As the workplace evolves into allowing more employees to work remotely or in a hybrid situation, there’s evidence they are more susceptible to developing imposter syndrome. Leaders are now faced with the challenge of knowing how to support remote employees through their bouts of feeling isolated and having low self-esteem.
High achievers and perfectionists on your team are typically the most prone to the self-doubt and negative self-talk that is associated with imposter syndrome so it’s critical to recognize the early signs of their distress especially when they work remotely most of the time. The best managers will provide extra support specifically to help them overcome their feelings of inadequacy.
How to Support Remote Employees
Start off with a virtual open-door policy. Your team needs to trust you enough to share their thoughts. Try to respond to text messages or chats as soon as possible to address their concerns. Schedule weekly check-ins to monitor how they’re doing.
Provide mentors. As part of your onboarding process, appoint a mentor for each team member. If your employee works in a hybrid situation, make sure they are meeting with their mentor when they’re in the office.
Create a supportive workplace culture. Take a step back and reflect on how you treat employees when they mess up. If they get a clear message that you see their mistakes as a learning opportunity rather than a failure, then they will be more apt to avoid feelings of shame and self-doubt.

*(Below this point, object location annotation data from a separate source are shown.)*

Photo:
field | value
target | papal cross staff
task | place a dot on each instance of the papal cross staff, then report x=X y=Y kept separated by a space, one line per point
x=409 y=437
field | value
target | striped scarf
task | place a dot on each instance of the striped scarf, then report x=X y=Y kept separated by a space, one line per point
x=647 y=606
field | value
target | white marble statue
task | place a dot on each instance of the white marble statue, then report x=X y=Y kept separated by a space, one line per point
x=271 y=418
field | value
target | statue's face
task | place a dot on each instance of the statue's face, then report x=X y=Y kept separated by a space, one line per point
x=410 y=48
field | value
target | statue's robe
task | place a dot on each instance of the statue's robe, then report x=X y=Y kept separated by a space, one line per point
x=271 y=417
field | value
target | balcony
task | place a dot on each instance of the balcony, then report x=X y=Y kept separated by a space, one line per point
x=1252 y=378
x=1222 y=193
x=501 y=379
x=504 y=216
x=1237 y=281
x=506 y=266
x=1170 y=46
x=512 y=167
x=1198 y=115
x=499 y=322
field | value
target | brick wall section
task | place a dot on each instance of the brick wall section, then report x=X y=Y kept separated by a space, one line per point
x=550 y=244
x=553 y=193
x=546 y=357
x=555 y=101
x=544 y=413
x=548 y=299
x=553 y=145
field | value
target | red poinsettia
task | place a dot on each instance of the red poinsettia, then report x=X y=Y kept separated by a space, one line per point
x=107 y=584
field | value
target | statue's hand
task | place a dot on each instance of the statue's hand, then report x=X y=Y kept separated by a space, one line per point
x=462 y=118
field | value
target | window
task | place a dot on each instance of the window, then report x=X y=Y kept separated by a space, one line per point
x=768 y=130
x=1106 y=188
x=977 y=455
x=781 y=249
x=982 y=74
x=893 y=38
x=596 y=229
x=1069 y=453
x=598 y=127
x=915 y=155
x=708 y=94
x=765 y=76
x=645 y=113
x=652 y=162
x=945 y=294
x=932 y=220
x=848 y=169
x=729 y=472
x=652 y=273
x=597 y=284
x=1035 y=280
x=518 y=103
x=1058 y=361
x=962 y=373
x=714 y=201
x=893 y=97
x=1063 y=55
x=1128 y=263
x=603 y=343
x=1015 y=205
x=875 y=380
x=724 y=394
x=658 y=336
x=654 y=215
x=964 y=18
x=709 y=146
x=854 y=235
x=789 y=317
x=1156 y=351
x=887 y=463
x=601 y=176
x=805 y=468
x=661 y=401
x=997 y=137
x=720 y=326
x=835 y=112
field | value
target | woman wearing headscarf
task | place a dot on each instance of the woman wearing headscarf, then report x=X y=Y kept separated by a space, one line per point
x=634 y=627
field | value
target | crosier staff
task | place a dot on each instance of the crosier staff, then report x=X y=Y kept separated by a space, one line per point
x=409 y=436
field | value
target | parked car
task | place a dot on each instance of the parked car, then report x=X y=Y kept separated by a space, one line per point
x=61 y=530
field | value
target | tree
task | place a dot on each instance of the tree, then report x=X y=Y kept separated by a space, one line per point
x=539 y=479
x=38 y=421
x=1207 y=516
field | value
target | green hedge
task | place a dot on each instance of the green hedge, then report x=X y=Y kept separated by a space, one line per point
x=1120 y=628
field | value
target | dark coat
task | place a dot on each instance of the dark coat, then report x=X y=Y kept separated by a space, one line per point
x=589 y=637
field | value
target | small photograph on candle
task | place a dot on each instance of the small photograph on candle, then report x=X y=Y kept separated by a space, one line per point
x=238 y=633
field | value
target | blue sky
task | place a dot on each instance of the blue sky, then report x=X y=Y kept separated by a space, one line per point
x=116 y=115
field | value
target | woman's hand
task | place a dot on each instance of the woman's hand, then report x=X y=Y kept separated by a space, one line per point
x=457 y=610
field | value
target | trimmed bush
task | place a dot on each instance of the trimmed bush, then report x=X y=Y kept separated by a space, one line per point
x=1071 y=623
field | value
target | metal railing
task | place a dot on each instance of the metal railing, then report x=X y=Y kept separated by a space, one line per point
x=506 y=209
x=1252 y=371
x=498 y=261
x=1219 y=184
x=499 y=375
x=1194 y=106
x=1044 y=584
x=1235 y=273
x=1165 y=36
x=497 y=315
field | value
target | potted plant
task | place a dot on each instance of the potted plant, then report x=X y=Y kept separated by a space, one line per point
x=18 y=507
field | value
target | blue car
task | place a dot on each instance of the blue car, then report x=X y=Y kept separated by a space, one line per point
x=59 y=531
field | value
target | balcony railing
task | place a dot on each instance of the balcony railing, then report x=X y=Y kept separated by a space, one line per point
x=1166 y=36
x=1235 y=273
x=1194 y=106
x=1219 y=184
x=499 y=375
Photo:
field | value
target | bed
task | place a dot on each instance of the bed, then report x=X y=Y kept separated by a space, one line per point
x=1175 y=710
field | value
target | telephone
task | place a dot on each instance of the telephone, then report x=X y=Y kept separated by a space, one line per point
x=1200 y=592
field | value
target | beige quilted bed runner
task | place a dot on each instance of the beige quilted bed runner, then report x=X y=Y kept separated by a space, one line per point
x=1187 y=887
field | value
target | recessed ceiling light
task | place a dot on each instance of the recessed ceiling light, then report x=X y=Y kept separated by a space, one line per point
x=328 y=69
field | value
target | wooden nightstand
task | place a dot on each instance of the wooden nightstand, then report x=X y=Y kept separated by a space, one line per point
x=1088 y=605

Be on the lookout for signs of impostor syndrome. You might hear self-deprecating remarks, see lower levels of input, and a reluctance to express a point of view during video calls, especially those involving multiple people. Take note if a team member exhibits these behaviors and schedule a “no-agenda” check-in to see how they’re feeling.
Don’t argue with their inner critic. You might be inclined to say things like “Yes, you can” or “You’re doing a great job” because you think that’s what they want to hear, but in fact, you’re arguing with their inner voice that’s telling them, “I can’t do this” or “I don’t have what it takes”.
Because their inner critic is not based on any kind of data, you’re really just increasing their over-reactive fears of vulnerability and failure. Getting compliments and praise actually can add to the stressful feelings of being an imposter. They might be telling themselves that “No one around me realizes that I really don’t know what I’m doing, and they are all counting on me, thinking I can pull this off – but I can’t!”
Instead, bring up the topic of these self-doubts that you’re witnessing in them and provide them with fact-based realistic alternatives to their negative self-talk as shown in this chart. Work with them to recognize this kind of thinking for what it is – irrational and destructive and that they can choose not to let them fester.
If you’re sensing that your employee needs additional support that’s out of your expertise, help them seek professional coaching.